The following days I was very weak and tired, and that’s when Abby stepped her empathy game right up. It’s nothing new that she does these things, but this time I really noticed it and appreciated it. I might even have shed an emotional tear in there in my sickbed, when she came in and did nothing but look at me and kiss my hand. Kisses make everything better.

Sadly, kisses aren’t enough to cure real sickness, so she also brought me cucumber and biscuits and plenty of water. I could even have some from her drink bottle if I liked. Nothing out of the ordinary, really. What makes it special is the look on her face in those situations. There is no doubt in the world, that it hurts her deep inside to witness someone else in pain. It makes her feel terrible and she will do anything to help and “make it aaaaaaaall better”.

Also, her ability to switch from a terrorizing toddler to a caring and helpful little girl, as soon as she realizes someone else is not okay, is amazing to witness – and every time it happens, I get confirmed that, despite her tantrums and crazy fits, she is pretty much emotionally on track. Such a relief.

During the week, I have daily been met with a “Good morning, are you better, mummy?” Today I could finally tell her, that I’m back to normal. That made her very happy…

Now, the above is just one tiny example of all the times where this little person over floats with care and emotions for other people.

After my parents left for Denmark, I was an emotional wreck and I could and would not hide from Abby, that I was very sad. Abby was also sad those days, but she assured me, that it would all be okay, and we would soon fly to mormor’s house on a big aeroplane.

She also gets very upset, when she can hear the neighbour boy cry, or any other child cry, for that matter. She wants to help them out, because “no-one is supposed to be sad”.

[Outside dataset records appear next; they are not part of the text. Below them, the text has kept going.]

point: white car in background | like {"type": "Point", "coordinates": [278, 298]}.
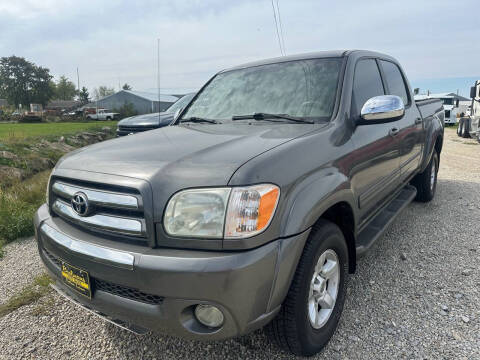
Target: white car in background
{"type": "Point", "coordinates": [102, 114]}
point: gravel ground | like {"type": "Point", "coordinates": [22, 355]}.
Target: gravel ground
{"type": "Point", "coordinates": [416, 295]}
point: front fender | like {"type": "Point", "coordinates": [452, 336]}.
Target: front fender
{"type": "Point", "coordinates": [433, 130]}
{"type": "Point", "coordinates": [313, 196]}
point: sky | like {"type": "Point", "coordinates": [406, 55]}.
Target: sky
{"type": "Point", "coordinates": [114, 42]}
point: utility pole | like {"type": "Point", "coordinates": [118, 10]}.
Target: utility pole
{"type": "Point", "coordinates": [158, 74]}
{"type": "Point", "coordinates": [78, 83]}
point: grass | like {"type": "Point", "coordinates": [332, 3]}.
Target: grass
{"type": "Point", "coordinates": [18, 204]}
{"type": "Point", "coordinates": [22, 131]}
{"type": "Point", "coordinates": [30, 294]}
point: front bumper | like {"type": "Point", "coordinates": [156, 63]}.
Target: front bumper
{"type": "Point", "coordinates": [247, 286]}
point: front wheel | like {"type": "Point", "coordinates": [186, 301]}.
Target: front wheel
{"type": "Point", "coordinates": [310, 313]}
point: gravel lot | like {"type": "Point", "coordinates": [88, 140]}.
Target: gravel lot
{"type": "Point", "coordinates": [416, 295]}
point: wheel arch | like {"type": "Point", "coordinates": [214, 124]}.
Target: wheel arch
{"type": "Point", "coordinates": [341, 214]}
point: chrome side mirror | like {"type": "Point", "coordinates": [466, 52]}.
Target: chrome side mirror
{"type": "Point", "coordinates": [382, 109]}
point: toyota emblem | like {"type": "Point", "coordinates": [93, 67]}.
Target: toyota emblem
{"type": "Point", "coordinates": [80, 204]}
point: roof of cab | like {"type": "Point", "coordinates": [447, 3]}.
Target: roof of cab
{"type": "Point", "coordinates": [312, 55]}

Today, Josh had a migraine. Abby went and found the thermometer all by herself and gave it to him, because that’s what you need, when you’re sick, right? “For your fever, daddy. It will make you better.”

The list could go on and on, but I think my point is clear by now; Abby is an awesome human being and I could not be any more proud of her for it.

Maybe it’s natural for children to have and show this amount of empathy. Maybe it’s the surrounding environment that ruins it on their journey towards grown-up-ness. If so – shame on the environment.
I know it is not a matter of course for grown-ups to have so much empathy, none-the-less to show it and put it into action like Abby does. I, for sure, don’t consider myself to be very good a showing empathy, but I do try my best to break down my emotional barriers, and even I, at the age of 33, is learning to be a better person these days. And Abby’s the best teacher I could get!

So yeah, we’ll worry about learning to count to 10 later. For the time being we focus on the important things around here. Such as showing empathy – and getting those 10.000 hours of tennis practice in the book.